Long-acting Injectables

Once these results confirmed that cabotegravir plus rilpivirine is an effective oral maintenance regimen for people who have achieved viral suppression on a standard regimen, the researchers evaluated the long-acting injectable formulations of these drugs in the LATTE 2 trial (NCT02120352).

This analysis included 309 previously untreated participants who first started on an oral 3-drug regimen consisting of 30 mg once-daily cabotegravir plus 2 NRTIs. After achieving viral suppression they were randomly assigned either to stay on the oral regimen or to receive cabotegravir and rilpivirine injections every 4 weeks (Q4W) or 8 weeks (Q8W). Prior research showed that injectable cabotegravir remains at therapeutic levels with either monthly or quarterly dosing.

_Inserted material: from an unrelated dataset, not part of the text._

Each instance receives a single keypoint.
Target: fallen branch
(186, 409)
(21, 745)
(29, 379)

After 32 weeks (the primary endpoint), 94% and 95% of participants receiving injections every 4 or 8 weeks, respectively, maintained viral suppression, as did 91% of those on the oral regimen, according to press releases issued by ViiV and Janssen. The 2 people who met the protocol-defined criteria for virological failure (1 in the Q8W injection arm and 1 in the oral arm) did not show evidence of drug resistance.

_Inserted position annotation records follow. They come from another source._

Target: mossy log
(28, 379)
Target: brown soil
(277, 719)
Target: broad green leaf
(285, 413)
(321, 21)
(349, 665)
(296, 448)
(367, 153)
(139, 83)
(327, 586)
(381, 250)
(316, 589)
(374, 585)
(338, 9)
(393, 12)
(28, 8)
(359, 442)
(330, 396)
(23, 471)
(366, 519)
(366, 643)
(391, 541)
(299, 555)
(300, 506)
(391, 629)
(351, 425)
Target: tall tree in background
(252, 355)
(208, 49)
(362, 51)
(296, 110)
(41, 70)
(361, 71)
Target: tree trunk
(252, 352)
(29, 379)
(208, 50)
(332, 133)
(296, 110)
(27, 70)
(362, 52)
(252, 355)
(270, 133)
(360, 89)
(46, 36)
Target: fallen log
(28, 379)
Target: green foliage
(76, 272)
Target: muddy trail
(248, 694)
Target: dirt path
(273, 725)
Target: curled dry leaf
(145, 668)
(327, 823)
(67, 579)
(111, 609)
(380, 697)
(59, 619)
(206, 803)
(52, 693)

People who switched to the Q4W injections reported more adverse events leading to withdrawal than those receiving Q8W shots or the oral regimen (5%, 2%, and 2%, respectively). The most common side effect was injection site pain (93% of injection recipients). Two patients in the Q8W arm -- but none in the Q4W arm -- withdrew due to injection intolerance.

The 32-week results will be presented at a forthcoming scientific conference, according to the press releases. Follow-up will continue through week 96.The companies are now planning to further evaluate the long-acting injectable regimen in a larger Phase 3 trial.

The long-acting formulations of cabotegravir and rilpivirine are also being studied for pre-exposure prophylaxis, or PrEP. In animal studies monthly cabotegravir injections protected macaque monkeys against infection with an HIV-like virus delivered via rectal exposureor vaginal exposure.

Results from LATTE "challenge the notion that dual therapy is not a realistic option compared with triple therapy," Mark Alastair Boyd and David Cooper from the Kirby Institute at the University of New South Wales wrote in a accompanying commentary to the Lancet report. "The LATTE study might therefore herald not only the beginning of a new era of long-acting intramuscular injection as an option for long-term HIV management, but also the dawn of an effective and well tolerated 2-drug [NRTI]-sparing and protease-inhibitor-sparing single tablet regimen for long-term oral ART."

11/3/15

References

DA Margolis, CC Brinson, GHR Smith, WR Spreen, et al. Cabotegravir plus rilpivirine, once a day, after induction with cabotegravir plus nucleoside reverse transcriptase inhibitors in antiretroviral-naive adults with HIV-1 infection (LATTE): a randomised, phase 2b, dose-ranging trial. Lancet Infectious Diseases 15(10):1145-1155. October 2015.

MA Boyd and DA Cooper. The LATTE study: a provocative brew (Commentary). Lancet Infectious Diseases 15(10):1116-1117. October 2015.

Other Sources

ViiV Healthcare. ViiV Healthcare announces positive headline results from a study of two drug injectable regimen for HIV maintenance therapy. Press release. November 3, 2015.

Janssen Sciences Ireland UC. First Investigational All Injectable Long Acting HIV Combination Regimen Study Results at 32 Weeks Announced. Press release. November 3, 2015.